Neue CTR-Regeln für Drohnenflüge: Was ab 6. August 2026 gilt

Die DFS Deutsche Flugsicherung führt zum 6. August 2026 neue Verfahren für UAS-Flüge in den Kontrollzonen (CTR) von 15 deutschen Verkehrsflughäfen ein. Kontrollzonen werden dafür erstmals in vier klar abgegrenzte Zonen eingeteilt – mit eigenen Höhengrenzen und eigenen Regeln, wann eine Freigabe automatisch gilt und wann du sie einzeln beantragen musst. Wir fassen die wichtigsten Punkte aus der DFS-Mitteilung vom 14. Juli 2026 zusammen.

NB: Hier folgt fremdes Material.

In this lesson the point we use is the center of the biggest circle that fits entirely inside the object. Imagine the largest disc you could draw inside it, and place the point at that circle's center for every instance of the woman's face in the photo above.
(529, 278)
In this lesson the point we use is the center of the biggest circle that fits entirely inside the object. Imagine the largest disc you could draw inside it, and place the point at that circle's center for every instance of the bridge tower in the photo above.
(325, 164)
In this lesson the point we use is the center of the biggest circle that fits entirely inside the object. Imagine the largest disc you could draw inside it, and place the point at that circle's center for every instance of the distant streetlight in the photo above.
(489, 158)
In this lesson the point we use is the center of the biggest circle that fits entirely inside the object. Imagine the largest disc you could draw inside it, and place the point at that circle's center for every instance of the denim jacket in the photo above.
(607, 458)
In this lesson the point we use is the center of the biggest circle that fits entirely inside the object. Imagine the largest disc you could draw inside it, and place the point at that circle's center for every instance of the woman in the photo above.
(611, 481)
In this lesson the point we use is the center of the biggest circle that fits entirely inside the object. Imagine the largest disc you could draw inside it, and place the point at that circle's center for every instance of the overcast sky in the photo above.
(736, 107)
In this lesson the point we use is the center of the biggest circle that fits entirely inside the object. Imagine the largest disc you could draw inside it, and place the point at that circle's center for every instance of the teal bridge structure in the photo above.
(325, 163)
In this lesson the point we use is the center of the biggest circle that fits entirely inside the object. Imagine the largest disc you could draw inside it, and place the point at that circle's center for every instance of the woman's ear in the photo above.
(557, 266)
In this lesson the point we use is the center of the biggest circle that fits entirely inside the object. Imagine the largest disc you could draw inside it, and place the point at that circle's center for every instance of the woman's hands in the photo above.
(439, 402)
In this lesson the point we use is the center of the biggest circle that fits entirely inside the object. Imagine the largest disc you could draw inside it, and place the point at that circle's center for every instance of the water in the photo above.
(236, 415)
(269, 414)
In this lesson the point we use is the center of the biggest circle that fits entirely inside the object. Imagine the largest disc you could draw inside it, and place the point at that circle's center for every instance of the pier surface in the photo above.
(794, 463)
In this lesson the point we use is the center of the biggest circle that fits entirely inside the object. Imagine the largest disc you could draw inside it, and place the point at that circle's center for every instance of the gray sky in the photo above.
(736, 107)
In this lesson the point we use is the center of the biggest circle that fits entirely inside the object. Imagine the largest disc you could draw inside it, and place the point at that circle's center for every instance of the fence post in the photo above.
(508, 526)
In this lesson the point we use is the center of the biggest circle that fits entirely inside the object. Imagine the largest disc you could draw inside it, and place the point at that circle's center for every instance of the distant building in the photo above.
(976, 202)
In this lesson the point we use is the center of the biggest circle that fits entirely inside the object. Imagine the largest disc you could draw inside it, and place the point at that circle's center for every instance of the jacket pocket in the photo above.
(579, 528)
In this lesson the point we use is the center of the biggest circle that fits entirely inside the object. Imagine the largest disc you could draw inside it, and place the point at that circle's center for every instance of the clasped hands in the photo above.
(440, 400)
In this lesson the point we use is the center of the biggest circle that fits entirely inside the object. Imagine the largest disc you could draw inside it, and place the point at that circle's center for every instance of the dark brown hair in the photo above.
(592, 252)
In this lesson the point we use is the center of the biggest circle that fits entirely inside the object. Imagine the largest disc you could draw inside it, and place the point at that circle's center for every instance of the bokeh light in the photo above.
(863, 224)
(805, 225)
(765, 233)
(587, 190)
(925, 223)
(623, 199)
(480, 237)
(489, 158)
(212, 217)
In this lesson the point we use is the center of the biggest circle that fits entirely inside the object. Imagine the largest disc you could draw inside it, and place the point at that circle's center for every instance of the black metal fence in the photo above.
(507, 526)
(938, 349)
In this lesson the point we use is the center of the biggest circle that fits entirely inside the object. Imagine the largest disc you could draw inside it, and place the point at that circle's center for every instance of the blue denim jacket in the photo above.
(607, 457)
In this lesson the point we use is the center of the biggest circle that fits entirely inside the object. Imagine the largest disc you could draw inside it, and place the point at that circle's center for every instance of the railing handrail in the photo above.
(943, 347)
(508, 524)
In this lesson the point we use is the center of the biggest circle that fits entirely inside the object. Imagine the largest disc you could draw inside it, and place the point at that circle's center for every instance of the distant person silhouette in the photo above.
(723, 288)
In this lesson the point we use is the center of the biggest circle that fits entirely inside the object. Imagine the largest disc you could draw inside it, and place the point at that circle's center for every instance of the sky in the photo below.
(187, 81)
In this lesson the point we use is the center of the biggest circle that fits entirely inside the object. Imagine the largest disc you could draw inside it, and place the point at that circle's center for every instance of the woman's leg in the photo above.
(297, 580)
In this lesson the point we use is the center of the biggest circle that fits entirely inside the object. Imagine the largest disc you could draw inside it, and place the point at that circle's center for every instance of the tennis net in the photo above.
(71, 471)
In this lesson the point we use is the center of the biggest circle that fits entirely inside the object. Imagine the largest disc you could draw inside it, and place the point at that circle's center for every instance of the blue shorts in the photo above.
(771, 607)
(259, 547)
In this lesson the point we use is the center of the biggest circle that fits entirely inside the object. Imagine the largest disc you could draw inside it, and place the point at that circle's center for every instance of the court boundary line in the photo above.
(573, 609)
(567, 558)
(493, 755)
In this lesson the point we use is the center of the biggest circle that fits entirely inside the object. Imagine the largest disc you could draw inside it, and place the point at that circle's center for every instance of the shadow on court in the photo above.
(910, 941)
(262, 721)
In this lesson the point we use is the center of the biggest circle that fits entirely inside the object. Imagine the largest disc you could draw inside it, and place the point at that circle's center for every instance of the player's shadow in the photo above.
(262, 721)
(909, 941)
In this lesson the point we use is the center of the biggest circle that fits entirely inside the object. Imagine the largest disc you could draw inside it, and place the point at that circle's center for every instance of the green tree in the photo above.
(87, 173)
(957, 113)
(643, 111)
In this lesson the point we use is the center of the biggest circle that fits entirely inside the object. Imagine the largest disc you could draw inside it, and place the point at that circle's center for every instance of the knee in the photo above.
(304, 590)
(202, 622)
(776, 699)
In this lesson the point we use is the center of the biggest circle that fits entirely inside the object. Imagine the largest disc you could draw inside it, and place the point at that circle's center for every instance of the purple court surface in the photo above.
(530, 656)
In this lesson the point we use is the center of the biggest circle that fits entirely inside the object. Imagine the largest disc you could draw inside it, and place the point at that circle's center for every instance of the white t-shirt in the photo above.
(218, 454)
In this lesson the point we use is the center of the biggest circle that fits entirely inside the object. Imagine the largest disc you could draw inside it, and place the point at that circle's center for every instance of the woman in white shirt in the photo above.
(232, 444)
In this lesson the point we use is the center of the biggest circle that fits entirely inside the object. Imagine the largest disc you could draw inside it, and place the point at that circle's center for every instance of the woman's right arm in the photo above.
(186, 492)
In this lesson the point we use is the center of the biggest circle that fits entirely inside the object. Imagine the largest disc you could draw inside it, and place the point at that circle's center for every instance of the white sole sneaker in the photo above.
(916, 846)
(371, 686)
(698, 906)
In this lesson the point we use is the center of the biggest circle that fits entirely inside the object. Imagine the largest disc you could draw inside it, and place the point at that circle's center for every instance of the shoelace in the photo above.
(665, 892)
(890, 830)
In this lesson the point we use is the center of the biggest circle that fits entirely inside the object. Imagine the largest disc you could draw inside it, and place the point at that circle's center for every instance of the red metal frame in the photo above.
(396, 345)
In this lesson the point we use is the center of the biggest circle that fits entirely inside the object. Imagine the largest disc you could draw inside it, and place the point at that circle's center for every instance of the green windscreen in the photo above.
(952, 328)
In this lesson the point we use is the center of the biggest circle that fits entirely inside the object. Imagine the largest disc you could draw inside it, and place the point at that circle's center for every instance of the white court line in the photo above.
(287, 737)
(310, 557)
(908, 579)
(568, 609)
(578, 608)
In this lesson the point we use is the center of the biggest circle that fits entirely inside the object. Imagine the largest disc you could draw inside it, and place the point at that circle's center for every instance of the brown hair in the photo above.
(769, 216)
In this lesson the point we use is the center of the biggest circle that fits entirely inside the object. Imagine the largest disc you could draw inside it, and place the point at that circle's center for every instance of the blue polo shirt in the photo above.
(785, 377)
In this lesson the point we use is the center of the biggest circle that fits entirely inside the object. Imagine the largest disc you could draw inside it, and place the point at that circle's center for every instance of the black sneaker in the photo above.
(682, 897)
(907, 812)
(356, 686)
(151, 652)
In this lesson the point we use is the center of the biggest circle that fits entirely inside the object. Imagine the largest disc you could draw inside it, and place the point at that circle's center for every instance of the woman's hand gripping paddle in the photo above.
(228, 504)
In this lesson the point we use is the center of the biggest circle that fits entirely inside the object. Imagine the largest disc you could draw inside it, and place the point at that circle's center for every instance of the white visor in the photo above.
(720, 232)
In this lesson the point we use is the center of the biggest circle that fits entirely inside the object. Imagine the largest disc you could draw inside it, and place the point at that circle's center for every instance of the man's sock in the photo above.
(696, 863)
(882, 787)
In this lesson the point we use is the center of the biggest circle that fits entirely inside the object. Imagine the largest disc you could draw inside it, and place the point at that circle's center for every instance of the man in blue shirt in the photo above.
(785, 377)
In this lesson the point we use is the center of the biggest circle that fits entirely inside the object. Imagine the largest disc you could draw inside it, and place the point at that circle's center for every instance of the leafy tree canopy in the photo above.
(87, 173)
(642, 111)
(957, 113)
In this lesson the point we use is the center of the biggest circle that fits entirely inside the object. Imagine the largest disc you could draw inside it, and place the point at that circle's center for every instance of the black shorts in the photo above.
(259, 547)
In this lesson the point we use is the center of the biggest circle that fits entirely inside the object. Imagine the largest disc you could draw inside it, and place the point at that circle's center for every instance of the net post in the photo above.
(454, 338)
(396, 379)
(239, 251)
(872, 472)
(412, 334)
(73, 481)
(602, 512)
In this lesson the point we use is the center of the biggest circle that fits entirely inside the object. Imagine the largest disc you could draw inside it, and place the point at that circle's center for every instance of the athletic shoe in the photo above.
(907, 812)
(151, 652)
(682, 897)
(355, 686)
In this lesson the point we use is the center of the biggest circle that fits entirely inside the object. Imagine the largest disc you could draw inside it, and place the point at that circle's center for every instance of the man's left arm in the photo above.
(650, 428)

Moderner Tower einer Flugsicherung vor blauem Himmel – Symbolbild Kontrollzone (CTR)

Worum geht es

Für UAS-Flüge im kontrollierten Luftraum – etwa in einer Kontrollzone – ist nach § 21 Abs. 1 Nr. 5 LuftVO grundsätzlich eine Flugverkehrskontrollfreigabe (FVK-Freigabe) erforderlich. Für Flüge, die bestimmte Bedingungen erfüllen, besteht diese automatisch als „allgemeine FVK-Freigabe". Alle anderen Flüge brauchen eine individuell beantragte Freigabe. Die dafür geltenden Regelungen wurden überarbeitet und in NfL 2026-1-3960 veröffentlicht; mit Inkrafttreten hebt die DFS die bisherige Allgemeinverfügung NfL 2023-1-2705 auf.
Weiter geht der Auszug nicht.